Oct 06, 2016
Do "The DO": that expression was coined by a wonderful voice teacher named Gwynne Geyer to remind her students to stay focused on what they are doing as they sing, instead of being focused on what they are hearing. Training speaking and singing by listening to yourself is an extremely inefficient method. What you hear in your head is vastly different from what the audience hears. That's why most people are so surprised by the sound of their own voices on an answering machine; their voices simply don't really sound they way they think they do. (To prove that to yourself, speak or sing while holding books of music on the sides of your head in front of your ears. The sound you hear then is much closer to what the audience hears because the sound waves are bouncing around the room before they come back to your ears.)
This is one reason I encourage actors and singers to record (and then listen to--don't forget that part!) their voice lessons and or coaching sessions. Actors can also learn a lot by listening to their speaking voices when rehearsing monologues and scenes. The most efficient way to learn to speak and sing is to focus your intention and attention on doing the coordination you are learning, then feeling the sensations and vibrations that result in the body, and--finally--hearing the sound you hear in your head, which (at least in the beginning) may often surprise you when your teacher tells you it is right.

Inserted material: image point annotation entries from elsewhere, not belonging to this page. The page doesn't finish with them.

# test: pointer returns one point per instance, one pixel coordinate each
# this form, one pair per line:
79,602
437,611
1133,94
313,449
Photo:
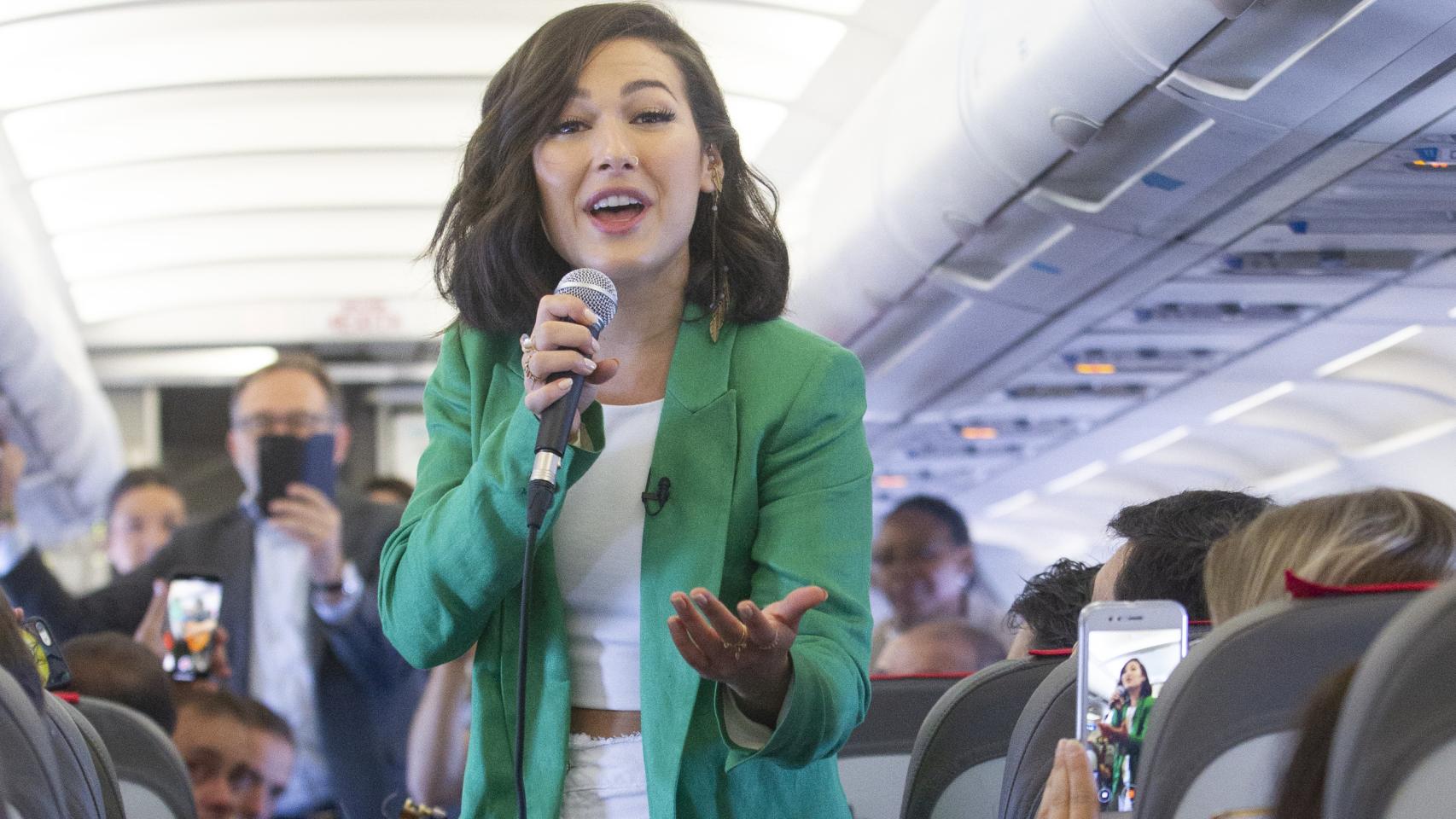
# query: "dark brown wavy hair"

Once you know what you're doing, the desire to make a certain sound guides you and ignites the corresponding "muscle memory." This is something all great speakers and singers experience, even if they don't understand how it works. But, you don't get that result until the muscle memory has been trained. That's what the lessons are for. So much unhappiness in learning to speak and sing comes from using the sound as the starting point, rather than the ending point. In developing Hennessy Breath & BodyWork and the DVD Voice at the Center, I strived to create a precise and clear methodology in the approach, which I think of as “The Do.” Then, learning to create the optimal performing instrument--your whole body in optimal alignment and openness--is simply Doing The Do over and over until the “muscle memory” is created.